One of the things I'm making with it right now I can't even sell (or probably even make public), I just want to play my favorite deckbuilding card game (that has lots of different cards with different effects) on my mobile and there isn't a good version of it, so I'm trying to vibe code it into existence (and have gotten pretty far along on it, most of the core game rules and about a quarter of the card effects are implemented right now). I'm pretty close to able to play a full game of it with a limited set of cards already. The presentation is mostly text but it gets the job done.
Work uses Codex within Visual Studio Code and that I got close to hitting the monthly limit on, but I haven't yet.
I'm using them more and more right now, but I only started really diving into agent-based A.I. coding the past couple of months.
It's especially nice after work, as I tend to be pretty low energy after work lately, and have a hard time sitting at a computer and coding even more.
With agent-based I can write up some medium-level detail specs (I'd do more if I need more, but it seems to be fine with what I give it most of the time), fire it off, and do something else away from the screen for a while, before checking in on it and reviewing it.
About the only thing I've been coding on my personal projects recently has been creating and checking in assets or putting in data.
Like I'm working on a card game and it was able to come up with something data-wise that was good enough for placeholders, but now it needs to be accurate, so I'm going in and changing it manually.
Some people have the right message but the wrong timing (i.e. too early). And for some people this could already be true.
I'm already assuming I have maybe one more job change in me as a software engineer and then it might be extremely difficult to find any future jobs in the field.
Especially considering I'm old enough that at least some companies were likely going to be discriminating against me because of my age.
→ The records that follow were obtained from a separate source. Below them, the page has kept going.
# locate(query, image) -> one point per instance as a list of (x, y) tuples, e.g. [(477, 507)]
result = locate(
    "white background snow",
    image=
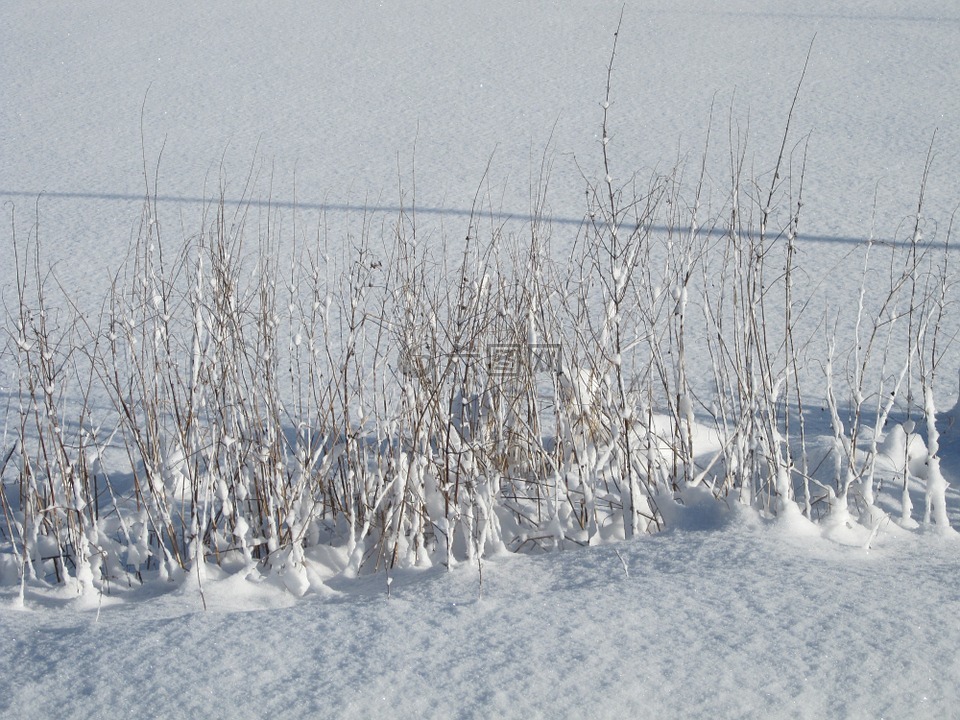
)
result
[(339, 105)]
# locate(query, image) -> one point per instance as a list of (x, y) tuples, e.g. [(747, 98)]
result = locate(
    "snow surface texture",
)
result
[(746, 619)]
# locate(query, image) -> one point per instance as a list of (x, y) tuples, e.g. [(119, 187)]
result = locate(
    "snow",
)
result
[(745, 618), (356, 111)]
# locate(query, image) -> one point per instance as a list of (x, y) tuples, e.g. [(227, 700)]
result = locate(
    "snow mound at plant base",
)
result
[(745, 620)]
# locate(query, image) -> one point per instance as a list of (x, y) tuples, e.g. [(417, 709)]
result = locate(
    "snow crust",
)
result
[(725, 614)]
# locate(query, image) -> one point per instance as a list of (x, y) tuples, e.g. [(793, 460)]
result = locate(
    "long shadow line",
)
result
[(396, 209)]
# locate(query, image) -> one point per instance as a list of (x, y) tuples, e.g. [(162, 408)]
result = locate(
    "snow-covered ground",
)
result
[(731, 617), (370, 105)]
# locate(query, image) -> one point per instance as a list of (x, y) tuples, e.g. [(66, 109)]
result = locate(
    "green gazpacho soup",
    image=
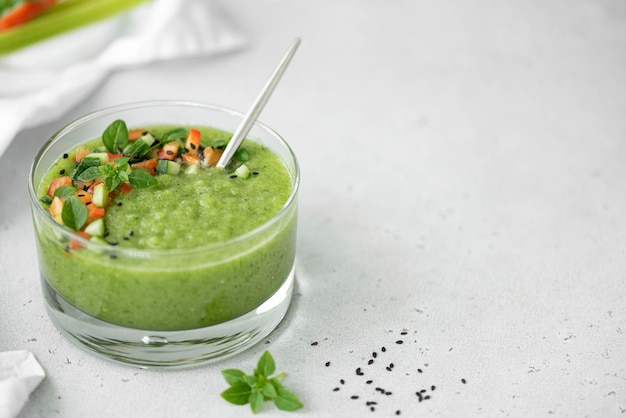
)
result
[(161, 238)]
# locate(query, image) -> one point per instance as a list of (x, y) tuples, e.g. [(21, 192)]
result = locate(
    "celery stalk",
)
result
[(62, 17)]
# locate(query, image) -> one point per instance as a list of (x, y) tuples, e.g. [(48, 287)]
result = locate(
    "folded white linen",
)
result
[(20, 374), (39, 89)]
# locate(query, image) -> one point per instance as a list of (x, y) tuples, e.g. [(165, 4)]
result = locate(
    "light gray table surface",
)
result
[(463, 180)]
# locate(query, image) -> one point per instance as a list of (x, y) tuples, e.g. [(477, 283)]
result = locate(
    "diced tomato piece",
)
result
[(113, 157), (212, 156), (94, 212), (125, 188), (84, 196), (80, 154), (191, 159), (192, 144), (169, 151), (135, 134), (58, 182), (147, 165), (23, 12), (74, 243)]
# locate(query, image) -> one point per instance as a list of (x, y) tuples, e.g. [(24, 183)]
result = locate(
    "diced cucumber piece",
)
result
[(96, 228), (192, 169), (100, 195), (102, 156), (168, 167), (243, 171)]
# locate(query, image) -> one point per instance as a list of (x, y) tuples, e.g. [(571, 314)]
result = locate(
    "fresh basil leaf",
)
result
[(120, 161), (115, 136), (90, 173), (174, 134), (65, 191), (286, 400), (232, 376), (266, 365), (269, 391), (141, 179), (238, 394), (74, 213), (256, 400)]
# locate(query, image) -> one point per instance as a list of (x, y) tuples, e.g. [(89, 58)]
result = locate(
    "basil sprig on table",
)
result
[(259, 387), (112, 175)]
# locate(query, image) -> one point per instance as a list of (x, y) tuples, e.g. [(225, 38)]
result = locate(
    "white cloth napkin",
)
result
[(43, 91), (20, 373)]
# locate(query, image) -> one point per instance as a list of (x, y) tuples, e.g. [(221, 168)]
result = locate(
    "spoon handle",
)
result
[(258, 105)]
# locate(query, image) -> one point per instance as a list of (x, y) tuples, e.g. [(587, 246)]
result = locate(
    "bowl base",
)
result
[(167, 349)]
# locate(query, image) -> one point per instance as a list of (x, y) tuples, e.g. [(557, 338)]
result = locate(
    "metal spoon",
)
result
[(258, 105)]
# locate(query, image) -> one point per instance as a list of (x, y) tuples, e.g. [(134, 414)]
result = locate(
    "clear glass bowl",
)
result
[(166, 308)]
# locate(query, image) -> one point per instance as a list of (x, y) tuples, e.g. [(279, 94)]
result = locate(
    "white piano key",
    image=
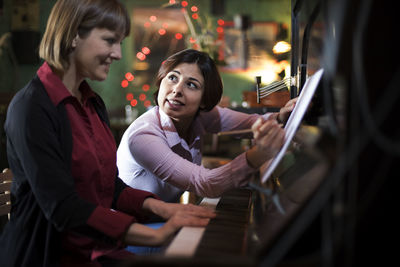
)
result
[(188, 238)]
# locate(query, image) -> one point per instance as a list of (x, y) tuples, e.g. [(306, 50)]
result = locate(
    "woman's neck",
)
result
[(71, 81), (183, 128)]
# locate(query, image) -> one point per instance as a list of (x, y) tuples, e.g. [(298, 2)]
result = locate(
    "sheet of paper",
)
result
[(295, 119)]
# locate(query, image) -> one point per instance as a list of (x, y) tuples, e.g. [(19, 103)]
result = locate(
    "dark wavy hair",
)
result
[(213, 87)]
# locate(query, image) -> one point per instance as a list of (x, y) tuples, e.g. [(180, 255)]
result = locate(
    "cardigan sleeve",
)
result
[(39, 137)]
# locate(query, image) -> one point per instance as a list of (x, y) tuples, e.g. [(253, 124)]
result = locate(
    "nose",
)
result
[(116, 51), (178, 88)]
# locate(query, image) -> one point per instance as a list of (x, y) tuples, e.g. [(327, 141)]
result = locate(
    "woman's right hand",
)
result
[(269, 137), (179, 216)]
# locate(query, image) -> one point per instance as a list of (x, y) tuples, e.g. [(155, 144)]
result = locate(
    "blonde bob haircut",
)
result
[(71, 17)]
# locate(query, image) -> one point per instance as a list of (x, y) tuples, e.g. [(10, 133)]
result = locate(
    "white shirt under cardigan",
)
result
[(152, 156)]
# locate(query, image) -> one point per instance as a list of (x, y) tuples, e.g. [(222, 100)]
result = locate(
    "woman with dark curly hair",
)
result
[(161, 150)]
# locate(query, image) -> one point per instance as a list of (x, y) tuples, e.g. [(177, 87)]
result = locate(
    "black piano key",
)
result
[(226, 234)]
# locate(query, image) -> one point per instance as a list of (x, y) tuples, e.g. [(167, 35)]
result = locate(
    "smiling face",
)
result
[(94, 54), (180, 94)]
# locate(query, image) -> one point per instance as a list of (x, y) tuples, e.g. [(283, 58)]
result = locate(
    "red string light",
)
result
[(141, 56), (146, 50), (147, 103), (161, 31), (178, 36), (145, 87), (142, 97), (129, 76), (133, 102), (129, 96), (124, 83)]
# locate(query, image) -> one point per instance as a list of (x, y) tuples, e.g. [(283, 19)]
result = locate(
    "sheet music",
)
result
[(295, 119)]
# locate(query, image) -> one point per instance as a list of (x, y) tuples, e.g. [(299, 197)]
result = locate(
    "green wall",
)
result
[(110, 90)]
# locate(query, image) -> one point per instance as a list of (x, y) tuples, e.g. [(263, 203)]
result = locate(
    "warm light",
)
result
[(142, 97), (129, 76), (129, 96), (178, 36), (133, 102), (281, 47), (124, 83), (147, 103), (146, 50), (141, 56), (185, 198), (145, 87), (161, 31)]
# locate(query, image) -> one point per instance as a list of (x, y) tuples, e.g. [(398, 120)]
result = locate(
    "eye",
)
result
[(110, 41), (192, 85), (172, 77)]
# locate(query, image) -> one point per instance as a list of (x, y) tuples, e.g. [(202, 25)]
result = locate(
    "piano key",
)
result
[(186, 241)]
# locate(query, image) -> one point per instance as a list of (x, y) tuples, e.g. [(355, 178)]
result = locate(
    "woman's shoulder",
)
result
[(148, 122), (31, 96)]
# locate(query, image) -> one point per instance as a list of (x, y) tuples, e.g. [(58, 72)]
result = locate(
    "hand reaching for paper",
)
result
[(285, 111)]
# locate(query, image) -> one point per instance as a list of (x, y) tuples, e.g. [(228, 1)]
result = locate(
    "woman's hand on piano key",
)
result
[(178, 215)]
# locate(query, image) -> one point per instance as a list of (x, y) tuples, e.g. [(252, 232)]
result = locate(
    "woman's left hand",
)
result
[(168, 210)]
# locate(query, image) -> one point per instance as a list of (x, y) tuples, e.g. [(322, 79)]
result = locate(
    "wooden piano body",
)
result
[(340, 186)]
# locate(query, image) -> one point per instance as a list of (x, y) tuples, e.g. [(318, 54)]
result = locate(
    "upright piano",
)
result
[(330, 201)]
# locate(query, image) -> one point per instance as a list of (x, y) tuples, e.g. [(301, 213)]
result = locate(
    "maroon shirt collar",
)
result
[(56, 89)]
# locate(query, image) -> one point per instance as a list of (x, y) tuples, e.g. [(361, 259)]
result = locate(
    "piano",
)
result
[(330, 201)]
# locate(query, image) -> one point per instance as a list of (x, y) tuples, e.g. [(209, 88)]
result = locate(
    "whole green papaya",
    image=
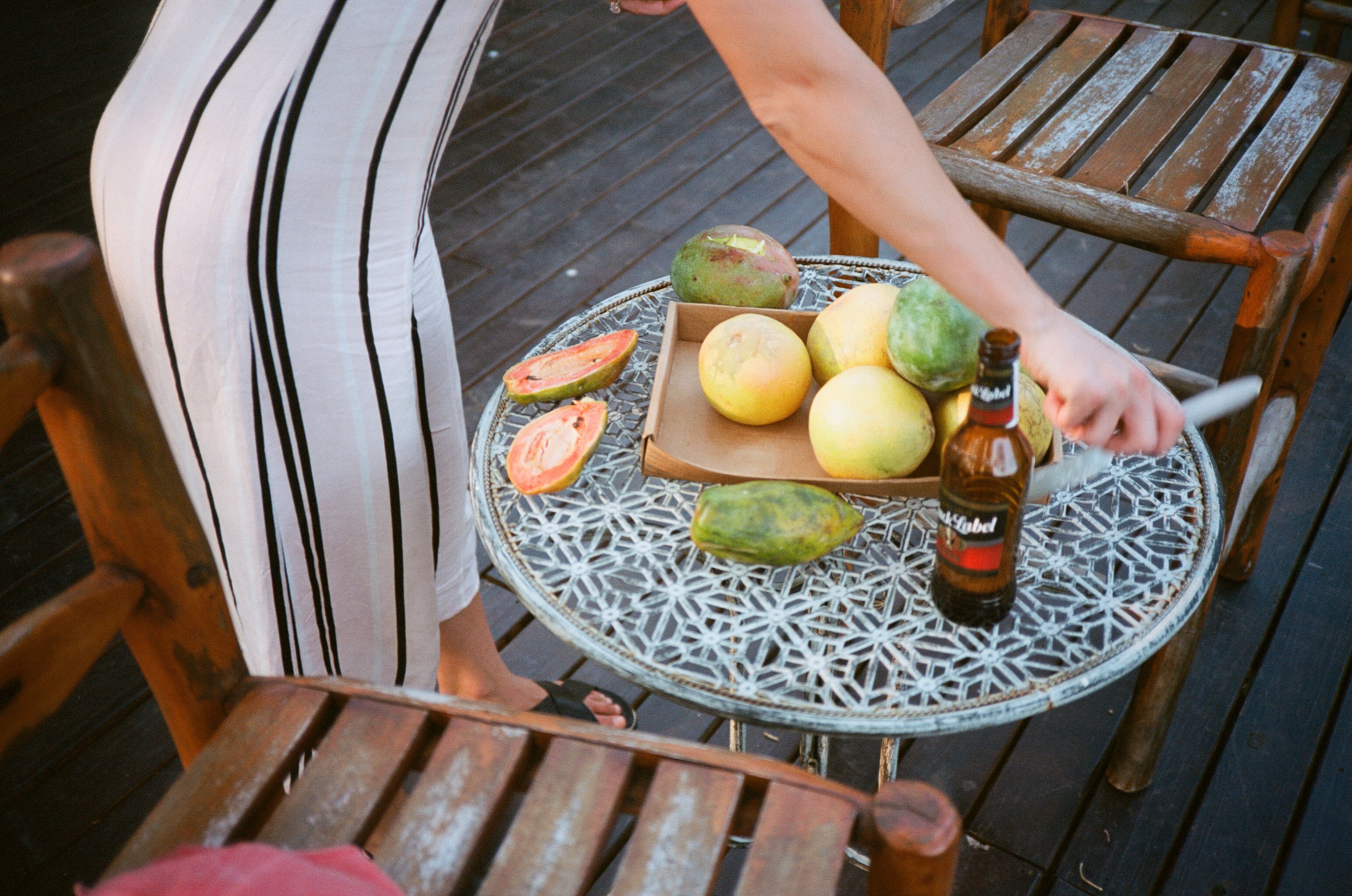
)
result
[(773, 522), (932, 338)]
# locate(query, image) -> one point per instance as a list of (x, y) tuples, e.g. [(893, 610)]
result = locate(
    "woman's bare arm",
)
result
[(843, 122)]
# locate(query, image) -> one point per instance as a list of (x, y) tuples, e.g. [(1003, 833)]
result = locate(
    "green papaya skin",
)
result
[(734, 265), (932, 338), (571, 372), (773, 522)]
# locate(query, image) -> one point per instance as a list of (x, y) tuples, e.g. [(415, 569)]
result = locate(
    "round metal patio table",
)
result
[(851, 644)]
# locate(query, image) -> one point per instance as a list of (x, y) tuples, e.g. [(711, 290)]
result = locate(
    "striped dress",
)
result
[(260, 186)]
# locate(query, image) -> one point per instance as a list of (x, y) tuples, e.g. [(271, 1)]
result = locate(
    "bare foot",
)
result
[(523, 694)]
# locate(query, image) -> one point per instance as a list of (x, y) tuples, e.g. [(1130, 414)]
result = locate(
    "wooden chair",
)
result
[(1332, 15), (426, 783), (1027, 130)]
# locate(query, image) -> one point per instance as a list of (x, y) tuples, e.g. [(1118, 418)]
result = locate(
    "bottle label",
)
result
[(996, 396), (971, 534)]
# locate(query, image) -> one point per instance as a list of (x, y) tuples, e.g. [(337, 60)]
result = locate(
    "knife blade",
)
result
[(1198, 410)]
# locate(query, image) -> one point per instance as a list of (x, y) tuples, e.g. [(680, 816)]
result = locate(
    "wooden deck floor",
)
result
[(591, 147)]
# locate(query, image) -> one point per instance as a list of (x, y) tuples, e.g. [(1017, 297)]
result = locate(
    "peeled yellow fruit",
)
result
[(852, 332), (868, 424), (951, 413), (754, 369)]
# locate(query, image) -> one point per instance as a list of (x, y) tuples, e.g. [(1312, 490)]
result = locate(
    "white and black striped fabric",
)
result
[(260, 184)]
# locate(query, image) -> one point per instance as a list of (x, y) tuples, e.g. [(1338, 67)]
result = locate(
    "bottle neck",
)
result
[(996, 395)]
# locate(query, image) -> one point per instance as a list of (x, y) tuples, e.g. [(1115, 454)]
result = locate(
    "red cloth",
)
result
[(249, 869)]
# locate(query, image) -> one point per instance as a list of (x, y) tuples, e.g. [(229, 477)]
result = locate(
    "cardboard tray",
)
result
[(686, 438)]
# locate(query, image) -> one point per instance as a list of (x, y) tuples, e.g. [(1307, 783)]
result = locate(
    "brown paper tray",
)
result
[(686, 438)]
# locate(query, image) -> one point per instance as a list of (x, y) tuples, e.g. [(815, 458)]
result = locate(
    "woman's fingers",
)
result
[(650, 7), (1139, 431)]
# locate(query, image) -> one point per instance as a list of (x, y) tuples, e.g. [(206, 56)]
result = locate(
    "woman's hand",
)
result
[(1097, 392), (650, 7)]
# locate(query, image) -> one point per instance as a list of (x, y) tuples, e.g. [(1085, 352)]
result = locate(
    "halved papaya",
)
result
[(549, 453), (574, 371)]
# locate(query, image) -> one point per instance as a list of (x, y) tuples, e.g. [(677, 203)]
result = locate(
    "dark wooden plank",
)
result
[(564, 822), (1191, 168), (1048, 774), (1129, 149), (222, 794), (1110, 292), (46, 652), (343, 788), (682, 832), (798, 845), (1127, 840), (29, 491), (455, 805), (973, 95), (1258, 179), (1033, 101), (56, 808), (1321, 852), (1083, 117), (1233, 838), (86, 859)]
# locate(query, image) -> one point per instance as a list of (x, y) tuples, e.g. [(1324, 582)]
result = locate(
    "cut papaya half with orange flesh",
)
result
[(574, 371), (549, 453)]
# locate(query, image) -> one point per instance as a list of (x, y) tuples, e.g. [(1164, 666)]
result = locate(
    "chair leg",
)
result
[(1255, 345), (1312, 332), (917, 834)]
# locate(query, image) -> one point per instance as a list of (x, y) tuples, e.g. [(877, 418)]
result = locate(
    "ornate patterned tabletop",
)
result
[(850, 644)]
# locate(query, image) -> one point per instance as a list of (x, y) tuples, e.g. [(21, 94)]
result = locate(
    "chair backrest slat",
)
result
[(338, 796), (49, 649), (1191, 168), (1254, 184), (1058, 144), (233, 786), (800, 844), (564, 823), (442, 829), (26, 369), (682, 833), (978, 90), (133, 506), (1131, 148), (1027, 107)]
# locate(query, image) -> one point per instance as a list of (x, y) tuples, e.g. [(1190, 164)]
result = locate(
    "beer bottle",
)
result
[(983, 479)]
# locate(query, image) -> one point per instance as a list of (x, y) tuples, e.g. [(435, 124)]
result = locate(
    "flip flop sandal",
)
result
[(567, 700)]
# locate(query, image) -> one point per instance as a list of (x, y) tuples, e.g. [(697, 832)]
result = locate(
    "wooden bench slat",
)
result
[(1258, 180), (1191, 168), (681, 834), (800, 844), (1131, 148), (234, 776), (985, 84), (442, 826), (45, 653), (1086, 114), (1033, 101), (564, 822), (340, 792)]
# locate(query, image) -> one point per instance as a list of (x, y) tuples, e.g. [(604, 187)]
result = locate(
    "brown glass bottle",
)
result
[(983, 479)]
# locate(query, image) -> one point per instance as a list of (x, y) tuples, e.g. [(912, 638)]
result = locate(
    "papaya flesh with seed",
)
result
[(571, 372), (549, 453), (773, 522), (734, 265)]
Doubly so now that they probably assume I'm too old or set in my ways to handle the shift to coding with A.I. agents, which isn't the case.
I'm not looking at the moment, but I did notice I haven't gotten a ping from a recruiter in a long time (at least six months, maybe a year at this point). In the past I'd usually get at least one a month, but lately it's been nothing.
Doesn't make me eager to jump back into the job search even though I probably should start looking for something else soon, I've been at my current role for almost five years now, and have been getting the itch. But I suspect it's going to be a pain to find something new.
According to this research the opposite is true:
"The survey of insects hitting car windscreens in rural Denmark used data collected every summer from 1997 to 2017 and found an 80% decline in abundance. It also found a parallel decline in the number of swallows and martins, birds that live on insects.
The second survey, in the UK county of Kent in 2019, examined splats in a grid placed over car registration plates, known as a “splatometer”. This revealed 50% fewer impacts than in 2004. The research included vintage cars up to 70 years old to see if their less aerodynamic shape meant they killed more bugs, but it found that modern cars actually hit slightly more insects."